WHAT DOES THE LATEST EVIDENCE SAY ABOUT ANNUAL PHYSICALS?
HINT:  THE SAME THING YESTERDAY’S EVIDENCE SAID

regular phusical examination checkup

Antonio Corigliano – Chiari/Italia – Pixabay

A physical exam [Checkup] is a pretty meaningless thing to have done.   Dr. Doug Campos-Outcalt, chairman of Family, Community, and Preventive Medicine at the University of Arizona College of Medicine, speaking about this study in relationship to similar studies.
When it comes to maintaining good health, what have you heard your entire life?  No, let me rephrase that question.  What have you had drilled into your head as being a matter of life or death since you were old enough to remember?  Get your yearly physical!  Wives nag husbands to make a doctors appointment.  Women are told to visit their female doctor yearly.  Truck drivers have to get a yearly physical just to be able to keep a commercial driver’s license.  Most parents would never dream of not doing their prescribed “well-baby-visits”.   And to top it all off, recent evidence shows that nearly 19 out of 20 practicing physicians (94%) say that these various forms of “Checkups” are, “Highly Necessary” to maintaining good health.  But as I have proved to you over and over in my blog, the medical community continues their loss of credibility while allowing the gap between their Scientific Research Community and their Treating Physicians to grow.  What does the most current medical research say about this issue?  The same thing it’s been saying for years!  The truth of the matter is that this study is really nothing new.  It’s just another proof that EVIDENCE BASED MEDICINE is largely a myth.

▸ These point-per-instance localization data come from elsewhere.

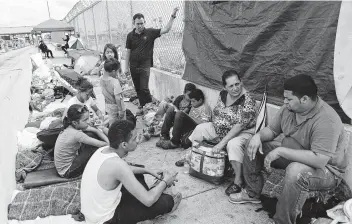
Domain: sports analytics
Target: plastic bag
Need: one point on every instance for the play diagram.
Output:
(46, 122)
(27, 139)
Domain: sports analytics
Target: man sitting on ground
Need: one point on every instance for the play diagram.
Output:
(114, 192)
(42, 46)
(232, 124)
(312, 131)
(184, 123)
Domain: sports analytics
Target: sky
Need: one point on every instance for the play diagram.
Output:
(32, 12)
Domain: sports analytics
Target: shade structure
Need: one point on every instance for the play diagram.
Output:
(52, 25)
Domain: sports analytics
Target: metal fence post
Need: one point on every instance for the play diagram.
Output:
(107, 13)
(95, 31)
(85, 28)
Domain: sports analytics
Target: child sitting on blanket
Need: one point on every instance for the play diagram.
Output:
(112, 91)
(73, 147)
(184, 123)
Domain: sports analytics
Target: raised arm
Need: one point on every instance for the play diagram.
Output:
(168, 26)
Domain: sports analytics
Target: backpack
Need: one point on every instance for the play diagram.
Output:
(311, 208)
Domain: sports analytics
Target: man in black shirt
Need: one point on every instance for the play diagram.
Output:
(139, 54)
(42, 46)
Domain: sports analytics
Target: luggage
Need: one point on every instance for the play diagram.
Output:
(206, 165)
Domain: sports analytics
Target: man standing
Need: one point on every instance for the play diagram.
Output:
(139, 54)
(308, 153)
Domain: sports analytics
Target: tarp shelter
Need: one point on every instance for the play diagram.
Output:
(52, 25)
(265, 41)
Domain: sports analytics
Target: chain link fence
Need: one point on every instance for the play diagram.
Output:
(102, 22)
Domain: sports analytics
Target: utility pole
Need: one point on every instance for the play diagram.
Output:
(47, 4)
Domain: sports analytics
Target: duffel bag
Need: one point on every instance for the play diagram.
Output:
(206, 165)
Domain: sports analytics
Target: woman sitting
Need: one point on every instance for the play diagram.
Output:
(233, 122)
(185, 123)
(73, 147)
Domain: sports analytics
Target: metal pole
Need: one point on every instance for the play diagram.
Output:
(85, 28)
(95, 31)
(108, 16)
(47, 4)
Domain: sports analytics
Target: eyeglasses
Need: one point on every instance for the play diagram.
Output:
(83, 109)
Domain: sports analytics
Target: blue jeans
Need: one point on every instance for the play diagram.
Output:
(299, 180)
(140, 78)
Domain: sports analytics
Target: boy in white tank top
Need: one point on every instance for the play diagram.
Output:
(114, 192)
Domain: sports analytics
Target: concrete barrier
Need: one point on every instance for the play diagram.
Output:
(15, 80)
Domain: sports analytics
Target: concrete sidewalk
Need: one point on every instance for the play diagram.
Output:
(202, 202)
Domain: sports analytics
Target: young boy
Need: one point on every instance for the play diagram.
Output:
(181, 103)
(112, 91)
(114, 192)
(184, 123)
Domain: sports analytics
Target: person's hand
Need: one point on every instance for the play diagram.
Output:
(121, 115)
(272, 156)
(175, 11)
(254, 144)
(170, 178)
(217, 148)
(91, 129)
(158, 174)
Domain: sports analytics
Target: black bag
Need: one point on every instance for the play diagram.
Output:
(311, 208)
(185, 142)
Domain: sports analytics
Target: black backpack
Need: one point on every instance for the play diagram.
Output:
(311, 208)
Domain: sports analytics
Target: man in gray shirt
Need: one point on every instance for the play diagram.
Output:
(312, 131)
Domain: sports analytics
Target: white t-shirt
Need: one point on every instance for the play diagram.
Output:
(97, 204)
(89, 103)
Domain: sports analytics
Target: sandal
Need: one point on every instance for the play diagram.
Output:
(177, 200)
(166, 144)
(233, 189)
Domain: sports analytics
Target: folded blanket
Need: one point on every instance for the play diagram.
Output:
(59, 199)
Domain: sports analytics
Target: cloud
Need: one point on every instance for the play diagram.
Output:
(32, 12)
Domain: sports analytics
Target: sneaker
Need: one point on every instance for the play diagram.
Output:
(177, 200)
(233, 189)
(140, 111)
(243, 197)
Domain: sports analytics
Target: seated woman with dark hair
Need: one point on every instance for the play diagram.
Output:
(184, 123)
(232, 125)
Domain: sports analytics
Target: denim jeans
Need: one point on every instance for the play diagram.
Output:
(140, 78)
(131, 210)
(183, 123)
(168, 122)
(299, 180)
(79, 163)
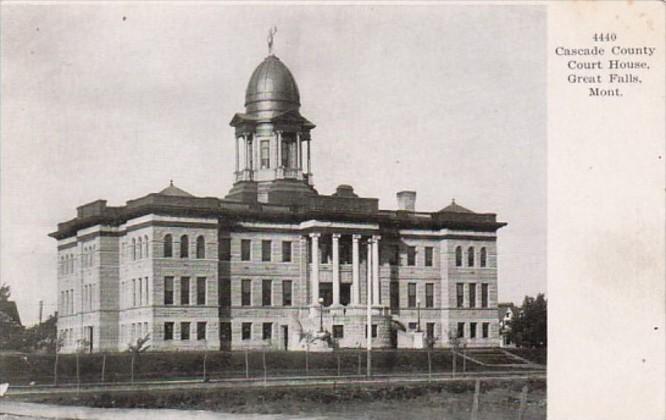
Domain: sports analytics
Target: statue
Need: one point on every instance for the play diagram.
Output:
(271, 36)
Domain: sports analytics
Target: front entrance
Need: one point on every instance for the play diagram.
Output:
(285, 337)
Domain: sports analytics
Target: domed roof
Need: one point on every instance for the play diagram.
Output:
(272, 89)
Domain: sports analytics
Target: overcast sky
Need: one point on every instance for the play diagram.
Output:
(112, 101)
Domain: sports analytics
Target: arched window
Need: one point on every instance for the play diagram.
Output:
(168, 246)
(201, 247)
(458, 256)
(184, 247)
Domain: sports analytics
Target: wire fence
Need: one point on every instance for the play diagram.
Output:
(61, 369)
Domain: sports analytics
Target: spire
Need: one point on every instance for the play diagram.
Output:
(271, 38)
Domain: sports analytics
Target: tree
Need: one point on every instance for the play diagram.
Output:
(529, 325)
(12, 333)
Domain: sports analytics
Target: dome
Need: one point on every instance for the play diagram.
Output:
(272, 89)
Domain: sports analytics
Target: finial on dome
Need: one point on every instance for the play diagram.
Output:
(271, 38)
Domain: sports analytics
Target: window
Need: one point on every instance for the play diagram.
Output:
(201, 290)
(394, 255)
(266, 292)
(168, 246)
(430, 330)
(459, 295)
(184, 247)
(246, 292)
(338, 331)
(184, 330)
(265, 151)
(374, 330)
(168, 331)
(286, 251)
(429, 253)
(225, 249)
(267, 331)
(411, 255)
(246, 331)
(286, 292)
(411, 295)
(245, 249)
(430, 295)
(201, 330)
(265, 251)
(184, 290)
(472, 295)
(201, 247)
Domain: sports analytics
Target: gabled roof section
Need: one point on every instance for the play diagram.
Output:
(174, 191)
(455, 208)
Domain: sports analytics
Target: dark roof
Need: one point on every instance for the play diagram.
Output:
(174, 191)
(10, 309)
(455, 208)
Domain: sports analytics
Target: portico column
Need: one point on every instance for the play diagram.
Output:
(314, 276)
(237, 156)
(356, 283)
(368, 283)
(336, 268)
(375, 270)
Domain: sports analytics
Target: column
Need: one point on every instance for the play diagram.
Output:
(314, 273)
(375, 270)
(336, 268)
(298, 151)
(368, 289)
(309, 168)
(237, 156)
(356, 284)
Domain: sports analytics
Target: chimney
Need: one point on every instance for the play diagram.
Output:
(406, 200)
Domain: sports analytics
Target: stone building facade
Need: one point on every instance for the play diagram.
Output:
(274, 264)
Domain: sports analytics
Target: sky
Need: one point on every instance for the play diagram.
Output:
(111, 101)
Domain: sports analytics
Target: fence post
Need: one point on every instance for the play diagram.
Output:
(263, 357)
(247, 366)
(523, 403)
(103, 366)
(132, 369)
(78, 376)
(55, 371)
(338, 364)
(475, 403)
(429, 366)
(205, 378)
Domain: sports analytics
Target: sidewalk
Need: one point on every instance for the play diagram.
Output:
(12, 410)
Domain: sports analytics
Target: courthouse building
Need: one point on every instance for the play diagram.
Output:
(275, 262)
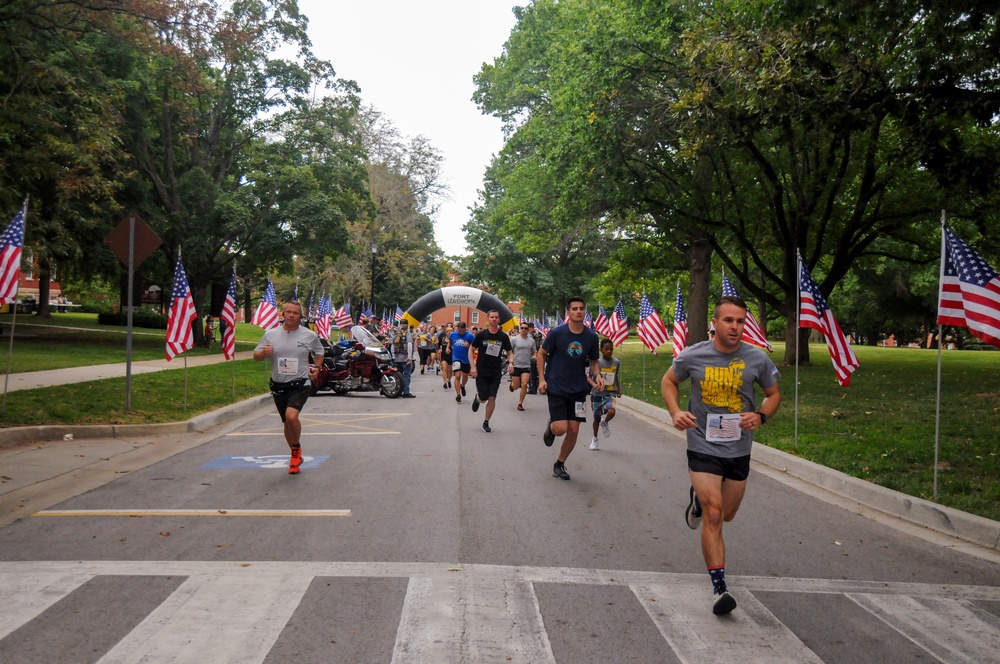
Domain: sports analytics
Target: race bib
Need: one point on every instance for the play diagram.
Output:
(288, 366)
(723, 428)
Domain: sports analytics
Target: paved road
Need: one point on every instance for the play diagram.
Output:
(412, 536)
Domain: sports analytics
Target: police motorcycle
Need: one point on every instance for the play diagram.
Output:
(359, 366)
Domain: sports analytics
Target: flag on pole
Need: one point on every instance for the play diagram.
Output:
(651, 329)
(618, 324)
(752, 332)
(323, 318)
(680, 324)
(342, 317)
(180, 316)
(11, 245)
(814, 312)
(601, 324)
(266, 316)
(969, 292)
(229, 318)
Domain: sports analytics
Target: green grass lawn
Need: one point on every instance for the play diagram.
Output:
(78, 340)
(881, 428)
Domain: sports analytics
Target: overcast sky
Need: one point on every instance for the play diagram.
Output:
(414, 61)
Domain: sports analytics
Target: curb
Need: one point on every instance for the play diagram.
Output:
(198, 424)
(945, 520)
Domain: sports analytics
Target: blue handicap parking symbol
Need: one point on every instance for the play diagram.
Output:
(268, 461)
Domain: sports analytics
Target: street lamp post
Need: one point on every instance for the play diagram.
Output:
(374, 252)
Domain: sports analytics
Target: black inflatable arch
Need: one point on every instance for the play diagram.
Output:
(459, 296)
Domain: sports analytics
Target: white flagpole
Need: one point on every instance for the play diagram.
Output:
(798, 335)
(13, 324)
(937, 404)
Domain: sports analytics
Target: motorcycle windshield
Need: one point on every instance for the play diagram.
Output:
(368, 339)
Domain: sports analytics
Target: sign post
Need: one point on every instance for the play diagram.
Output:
(133, 241)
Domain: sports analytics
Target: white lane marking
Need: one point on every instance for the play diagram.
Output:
(952, 630)
(461, 619)
(683, 614)
(193, 512)
(271, 434)
(25, 595)
(222, 619)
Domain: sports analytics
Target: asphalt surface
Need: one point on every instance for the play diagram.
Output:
(413, 536)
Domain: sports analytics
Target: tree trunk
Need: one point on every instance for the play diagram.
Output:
(803, 336)
(699, 257)
(44, 288)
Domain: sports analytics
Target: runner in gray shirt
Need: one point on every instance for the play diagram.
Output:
(721, 418)
(524, 349)
(289, 347)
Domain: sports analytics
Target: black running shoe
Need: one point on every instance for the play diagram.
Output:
(548, 437)
(723, 603)
(692, 515)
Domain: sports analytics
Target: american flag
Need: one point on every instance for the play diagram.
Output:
(618, 325)
(229, 318)
(342, 317)
(651, 329)
(266, 316)
(180, 316)
(752, 332)
(11, 243)
(323, 312)
(601, 324)
(969, 292)
(814, 312)
(680, 324)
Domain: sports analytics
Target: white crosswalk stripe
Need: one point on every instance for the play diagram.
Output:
(483, 613)
(682, 614)
(950, 629)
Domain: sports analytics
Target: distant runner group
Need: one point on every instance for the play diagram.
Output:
(572, 363)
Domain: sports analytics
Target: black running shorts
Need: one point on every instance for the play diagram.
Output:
(734, 468)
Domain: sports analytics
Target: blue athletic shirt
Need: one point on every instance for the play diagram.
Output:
(567, 360)
(460, 346)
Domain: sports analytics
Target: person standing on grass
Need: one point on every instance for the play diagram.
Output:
(602, 402)
(444, 353)
(489, 348)
(567, 353)
(720, 422)
(289, 348)
(524, 352)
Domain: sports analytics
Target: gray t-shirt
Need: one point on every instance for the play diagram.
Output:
(291, 352)
(722, 384)
(523, 350)
(609, 372)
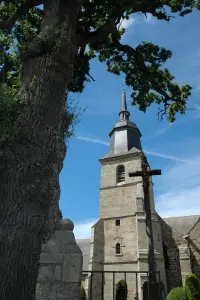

My brother and his wife (both M.D.’s) were visiting us about three years ago.  We were sitting on the front porch when I asked them both about a piece I had recently seen on the local news.  The story was about the fact that yearly physicals were no longer recommended by numerous medical organizations and groups.   The story did not go into a great deal of detail as to why this was true, so I asked the medical experts themselves.  Their answer — straight from the proverbial horses mouth….  They said that there is overwhelming evidence that regular physicals lead to way too many False Positives and False Negatives.  False Negatives tell your doctor that you’re fine when you’re not.  False Positives tell your doctor that something is wrong with you when, in fact, you are fine.  It’s the False Positives that are driving this latest wave of research.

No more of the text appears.